His stomach growled at the smell of cooking meat. The green stuff he'd picked and stuck straight into his mouth while gathering fuel had only whetted his appetite. That was the trouble with eating. If you went without for a day or two longer, your stomach stopped complaining. Fast too long, and your head would go all woopsy when you tried to do some work.
He turned the roasting carcass, alternately watching it and his surroundings. Fat and juices from the rabbit dripped into the embers with many a hiss and sizzle. Wind snatched the thin, writhing smoke away to vanish into the azure sky. It was a beautiful day, the kind of day that feels like a good dream. Passing clouds took the forms of animals and birds, or briefly resembled local landforms. He listened to birdsong and the crackling fire, letting himself forget for a while that he had no future. Thumping drum rhythms on his knees helped keep him from dozing. Otherwise the strange pictures shown by the flames and clouds melted too easily into the visions of sleep.

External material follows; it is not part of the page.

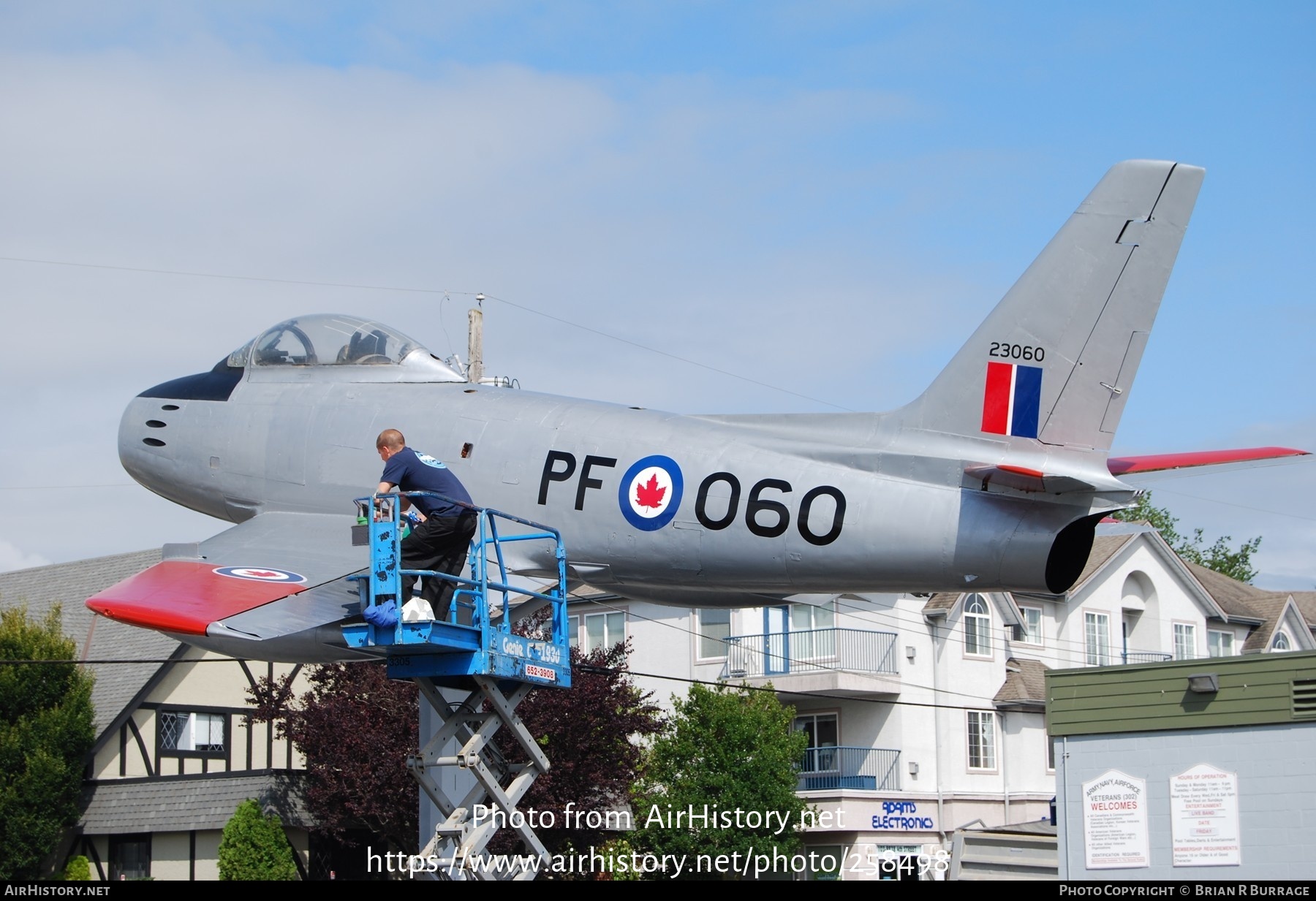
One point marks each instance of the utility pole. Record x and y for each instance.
(475, 341)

The bad dreams could still find him, anywhere.
"Good day." Hacaben cheerfully greeted the sour-faced man who stood, readjusting his breechclout, by the shallow hole.

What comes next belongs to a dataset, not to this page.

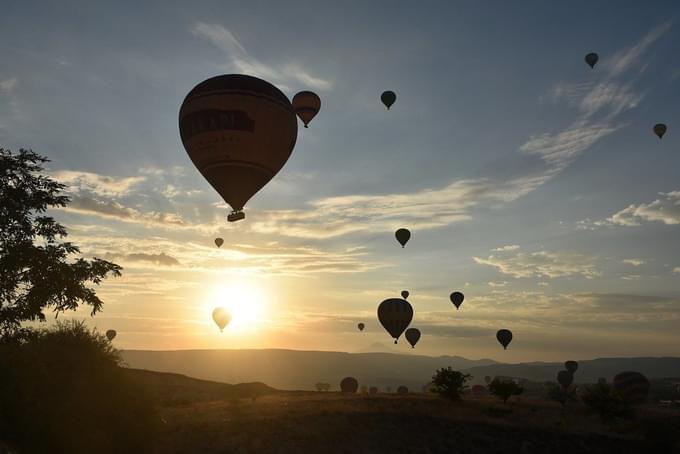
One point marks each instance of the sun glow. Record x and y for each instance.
(244, 301)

"Good day," Ivergan said, his tone implying that it could have been much better, particularly in other company.
"What became of that young fellow you started training a few years back? What was his name? Ratbag-something, ah? I'd have thought you'd be bringing up his initiation by now." Hacaben spoke as he quickly exposed himself and took a long, haphazardly aimed pee. His casual question caused Ivergan to tense briefly.
"He is no longer with us." Ivergan left with that, stalking away as if he had much more important business elsewhere.
Hacaben finished raining on the flies. He kicked a little loose dirt over the mess. The hole had about all the crap and ashes it could take. Vah! Time for some digging here. He smiled grimly. Yes, I have dug up something, and I have to dig around a bit more yet. It had been a good time and place to take a piss.
He hastened away from the muckhole. "No longer with us," ah? Not even a grumble about the fellow's running off. He'd gotten that much out of others, and without being as obvious in his inquiry. It was past time the door-flap was raised on Ivergan's overly secretive dealings. Far past time to stop assuming that no news meant no bad news. It was one thing to be exclusive with your protege for a while, quite another to keep him completely out of sight for several years. That kind of downright sneakiness smelled of something very unsavory.